Is it one of those collets that has to snap into the collet nut? Not familiar with Triton, but that is my first thought.


----------



## colletcrasher (Dec 2, 2013)

have you checked all the nuts screws and such for bein tight could be somethin simple, sounds like your close, check your collet could have a small crack or bent area or a tiny pc of dirt hiding inside have a good day hope you get it fixed soon this place is great ebody knows their routers


----------



## greenacres2 (Dec 23, 2011)

As I read what Mister Big has tried, I'm thinking that this is not a novice user--he's systematically eliminated the user error/small parts possibilities. (my opinion--you've gone farther in trying than I would have that's for sure)

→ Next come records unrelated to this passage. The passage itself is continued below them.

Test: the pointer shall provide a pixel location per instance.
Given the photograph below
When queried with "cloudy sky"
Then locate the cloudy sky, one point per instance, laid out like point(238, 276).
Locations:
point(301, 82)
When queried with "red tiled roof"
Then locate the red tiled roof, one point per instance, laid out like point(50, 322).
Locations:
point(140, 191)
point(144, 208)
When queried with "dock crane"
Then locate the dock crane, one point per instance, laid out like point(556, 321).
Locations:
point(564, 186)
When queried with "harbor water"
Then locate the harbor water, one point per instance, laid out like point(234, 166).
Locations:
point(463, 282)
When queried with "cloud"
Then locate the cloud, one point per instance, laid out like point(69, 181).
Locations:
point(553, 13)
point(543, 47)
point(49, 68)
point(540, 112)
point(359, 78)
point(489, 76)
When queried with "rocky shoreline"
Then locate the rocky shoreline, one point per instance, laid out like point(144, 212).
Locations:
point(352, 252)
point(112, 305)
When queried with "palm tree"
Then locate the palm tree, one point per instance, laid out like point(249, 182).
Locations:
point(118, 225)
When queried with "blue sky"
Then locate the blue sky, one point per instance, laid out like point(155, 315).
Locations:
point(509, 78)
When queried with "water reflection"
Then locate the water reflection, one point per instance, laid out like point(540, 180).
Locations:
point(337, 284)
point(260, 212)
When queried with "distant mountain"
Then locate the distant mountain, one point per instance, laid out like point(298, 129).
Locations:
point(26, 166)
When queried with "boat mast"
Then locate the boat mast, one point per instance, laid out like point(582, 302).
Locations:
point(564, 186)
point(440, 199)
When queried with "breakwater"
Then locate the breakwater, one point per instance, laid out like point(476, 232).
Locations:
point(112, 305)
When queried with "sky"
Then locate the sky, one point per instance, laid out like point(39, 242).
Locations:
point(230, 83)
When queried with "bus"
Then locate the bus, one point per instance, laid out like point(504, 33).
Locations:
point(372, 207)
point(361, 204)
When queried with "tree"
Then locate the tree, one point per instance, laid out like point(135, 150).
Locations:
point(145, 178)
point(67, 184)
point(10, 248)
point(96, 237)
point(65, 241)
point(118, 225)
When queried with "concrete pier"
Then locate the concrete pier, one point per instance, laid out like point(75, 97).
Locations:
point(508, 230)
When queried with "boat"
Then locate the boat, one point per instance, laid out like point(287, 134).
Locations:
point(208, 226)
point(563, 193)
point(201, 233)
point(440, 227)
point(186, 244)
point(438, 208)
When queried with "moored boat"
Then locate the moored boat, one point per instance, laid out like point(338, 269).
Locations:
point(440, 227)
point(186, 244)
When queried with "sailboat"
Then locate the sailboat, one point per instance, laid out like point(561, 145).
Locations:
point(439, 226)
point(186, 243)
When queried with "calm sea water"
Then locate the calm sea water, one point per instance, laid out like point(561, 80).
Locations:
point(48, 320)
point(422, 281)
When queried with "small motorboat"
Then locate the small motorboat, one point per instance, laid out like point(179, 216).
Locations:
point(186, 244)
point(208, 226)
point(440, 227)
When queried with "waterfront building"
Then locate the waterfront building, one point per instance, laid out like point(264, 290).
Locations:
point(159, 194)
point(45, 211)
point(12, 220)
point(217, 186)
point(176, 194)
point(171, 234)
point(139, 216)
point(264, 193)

Okay, we have a brand new machine from a good manufacturer, and if Kreg is the distributor in Canada--a firm known for excellent service. Two lame machines back-to-back from Triton and/or Kreg has odds that rank up there with hitting 5 of 6 numbers in the lottery. I have that kind of luck with washing machine parts, never on the lotto.

If it is Kreg, it's time for a call to them (not the retailer in this case), with a firm but kind description of the tale of two routers. Those folks believe beyond customer service--they try (in my experience) to achieve customer satisfaction. They will feel the frustration, and I think take action. 

Again, my opinion--your mileage may vary.

earl


----------



## Cherryville Chuck (Sep 28, 2010)

You could check the shaft easily to see if it is bent. Chuck a 1/2" drill bit and check it with a small square from 4 sides. Rotate a 1/4 turn and do it again. If the shaft is bent you should be able to see it that way.


----------